Three minutes later he returned, looking very agitated. He disappeared among the storefronts, then returned to the scene of his accident.

He asked me a question, which I thought was “Did you see me fall?”

Oh, great, I thought. He’s thinking of suing CVS and wants a witness. Why me? I also thought this was an incredibly dumb question. Of course I saw him fall.

“Uh, yes.” I offered.

“Well, where is it?”

This confused me.

“What? Where’s what?”

“My phone.”

“Oh.” This kid needed elocution lessons. “Your phone. No, I thought you asked if I saw you fall. I haven’t seen your phone.”

This enraged him. He raised the scooter and hurled it to the ground. “FUCK!!!!”

Okay, so now I know I’m dealing with a chimpanzee and not a bonobo.

“I lost my fucking phone!” He starts frantically looking under the shrubbery, continuing his rant. “The person standing next to me when I find it is going to get it. I’m going to shoot up everyone in this place.”

O. Kay. Time to get over to where more people are.

But I can’t walk without looking like a spastic. I lurch and wince. I suddenly have a reluctance to appear weak. I don’t want to be the injured gazelle that gets taken down.

So I just sit there, waiting to see what he’ll do next.

He stomps off again, searching for his phone.

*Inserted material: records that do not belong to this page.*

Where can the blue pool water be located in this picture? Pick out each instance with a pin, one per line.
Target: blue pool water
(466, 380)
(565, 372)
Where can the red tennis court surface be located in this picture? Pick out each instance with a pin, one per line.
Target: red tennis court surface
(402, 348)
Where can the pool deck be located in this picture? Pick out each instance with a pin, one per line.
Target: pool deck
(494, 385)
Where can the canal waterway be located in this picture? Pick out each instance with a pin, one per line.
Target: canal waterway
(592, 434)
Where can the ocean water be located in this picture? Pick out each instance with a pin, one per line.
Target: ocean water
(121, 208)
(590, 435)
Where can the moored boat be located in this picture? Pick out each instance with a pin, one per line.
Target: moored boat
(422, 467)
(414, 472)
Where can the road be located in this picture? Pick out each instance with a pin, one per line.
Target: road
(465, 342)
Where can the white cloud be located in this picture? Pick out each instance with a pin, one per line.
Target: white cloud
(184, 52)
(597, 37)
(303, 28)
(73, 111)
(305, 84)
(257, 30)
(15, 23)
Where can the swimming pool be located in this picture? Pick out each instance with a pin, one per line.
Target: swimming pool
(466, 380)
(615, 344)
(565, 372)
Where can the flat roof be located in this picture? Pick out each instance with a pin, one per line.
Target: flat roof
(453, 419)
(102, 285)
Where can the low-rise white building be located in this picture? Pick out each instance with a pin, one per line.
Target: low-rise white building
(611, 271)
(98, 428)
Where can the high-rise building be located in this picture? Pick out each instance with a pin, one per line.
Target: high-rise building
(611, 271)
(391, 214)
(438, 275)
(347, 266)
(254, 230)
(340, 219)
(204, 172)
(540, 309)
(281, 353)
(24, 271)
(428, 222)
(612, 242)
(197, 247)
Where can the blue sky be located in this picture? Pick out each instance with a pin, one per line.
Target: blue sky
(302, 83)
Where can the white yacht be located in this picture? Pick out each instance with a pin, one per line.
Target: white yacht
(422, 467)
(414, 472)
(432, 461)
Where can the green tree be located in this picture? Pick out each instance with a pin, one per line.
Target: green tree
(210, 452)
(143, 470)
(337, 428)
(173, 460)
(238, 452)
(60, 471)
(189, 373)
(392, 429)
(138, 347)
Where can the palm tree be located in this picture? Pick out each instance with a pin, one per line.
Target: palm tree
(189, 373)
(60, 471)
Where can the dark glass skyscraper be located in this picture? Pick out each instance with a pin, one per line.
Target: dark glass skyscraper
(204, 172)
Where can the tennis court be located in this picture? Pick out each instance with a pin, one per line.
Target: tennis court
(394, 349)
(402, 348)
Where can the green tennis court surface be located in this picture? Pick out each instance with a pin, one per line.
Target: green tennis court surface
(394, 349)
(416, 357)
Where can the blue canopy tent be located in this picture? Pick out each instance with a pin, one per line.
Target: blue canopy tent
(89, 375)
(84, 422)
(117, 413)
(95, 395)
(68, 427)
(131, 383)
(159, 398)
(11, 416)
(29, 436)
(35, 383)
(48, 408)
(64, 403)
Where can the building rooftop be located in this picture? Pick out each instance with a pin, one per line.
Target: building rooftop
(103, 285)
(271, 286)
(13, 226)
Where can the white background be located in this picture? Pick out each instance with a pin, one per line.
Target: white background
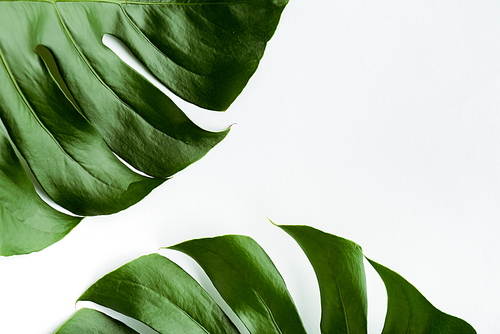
(377, 121)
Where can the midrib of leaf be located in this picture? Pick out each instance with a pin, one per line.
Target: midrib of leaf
(340, 294)
(163, 297)
(253, 288)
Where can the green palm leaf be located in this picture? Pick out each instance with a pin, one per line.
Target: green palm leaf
(155, 291)
(408, 311)
(68, 103)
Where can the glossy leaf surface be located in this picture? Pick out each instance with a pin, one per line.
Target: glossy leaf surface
(248, 281)
(408, 311)
(27, 223)
(69, 103)
(157, 292)
(88, 321)
(338, 264)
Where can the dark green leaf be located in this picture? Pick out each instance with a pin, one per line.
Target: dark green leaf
(338, 264)
(157, 292)
(410, 312)
(68, 102)
(27, 223)
(248, 281)
(88, 321)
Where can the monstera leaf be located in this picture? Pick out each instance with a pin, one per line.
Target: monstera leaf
(69, 105)
(158, 293)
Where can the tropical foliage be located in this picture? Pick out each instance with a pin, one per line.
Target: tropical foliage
(69, 105)
(160, 294)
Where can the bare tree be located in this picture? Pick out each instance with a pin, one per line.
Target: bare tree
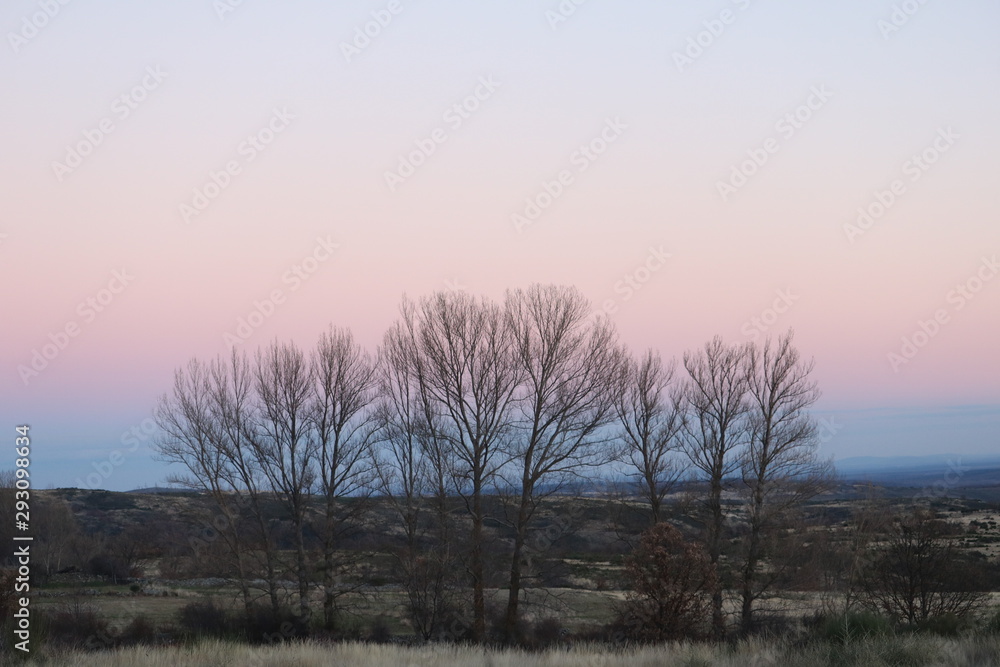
(342, 421)
(651, 416)
(780, 465)
(191, 437)
(471, 374)
(281, 442)
(713, 435)
(233, 404)
(671, 581)
(568, 366)
(415, 474)
(916, 573)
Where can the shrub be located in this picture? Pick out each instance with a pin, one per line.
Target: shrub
(671, 581)
(206, 617)
(380, 632)
(78, 625)
(852, 627)
(140, 630)
(945, 625)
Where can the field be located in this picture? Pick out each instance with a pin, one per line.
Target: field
(901, 651)
(582, 582)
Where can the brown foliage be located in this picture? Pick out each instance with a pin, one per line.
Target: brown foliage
(671, 581)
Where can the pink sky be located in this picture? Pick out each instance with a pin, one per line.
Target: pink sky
(198, 86)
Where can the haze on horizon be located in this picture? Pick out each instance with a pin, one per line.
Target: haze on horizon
(734, 168)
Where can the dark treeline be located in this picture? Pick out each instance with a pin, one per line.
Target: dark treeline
(499, 405)
(466, 469)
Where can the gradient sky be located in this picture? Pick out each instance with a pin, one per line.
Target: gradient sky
(893, 91)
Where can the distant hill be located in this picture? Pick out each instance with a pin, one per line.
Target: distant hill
(950, 470)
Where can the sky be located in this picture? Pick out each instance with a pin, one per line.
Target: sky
(179, 176)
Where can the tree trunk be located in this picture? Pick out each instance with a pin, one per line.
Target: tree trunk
(514, 595)
(478, 590)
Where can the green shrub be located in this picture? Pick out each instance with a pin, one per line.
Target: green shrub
(854, 626)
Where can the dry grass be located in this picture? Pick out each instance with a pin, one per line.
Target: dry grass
(911, 650)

By the time he returns for a third look around, I’ve managed to hop my way over to the Dunkin’ Donuts entrance, where I lean in the blazing sun. This he finds suspicious. I worry that he’s going to come over and demand his phone. I’m ready to tell him to fuck off because I’m having a worse day than he is, and let the chips fall where they may.

He leaves me alone. Minutes later, Jonathan shows up, now in running shoes, with keys. He’s run the 1.5 miles back. He says his legs feel very fresh. He’s not angry or annoyed, as I thought he’d be. He seems, if anything, perky. The day’s looking up.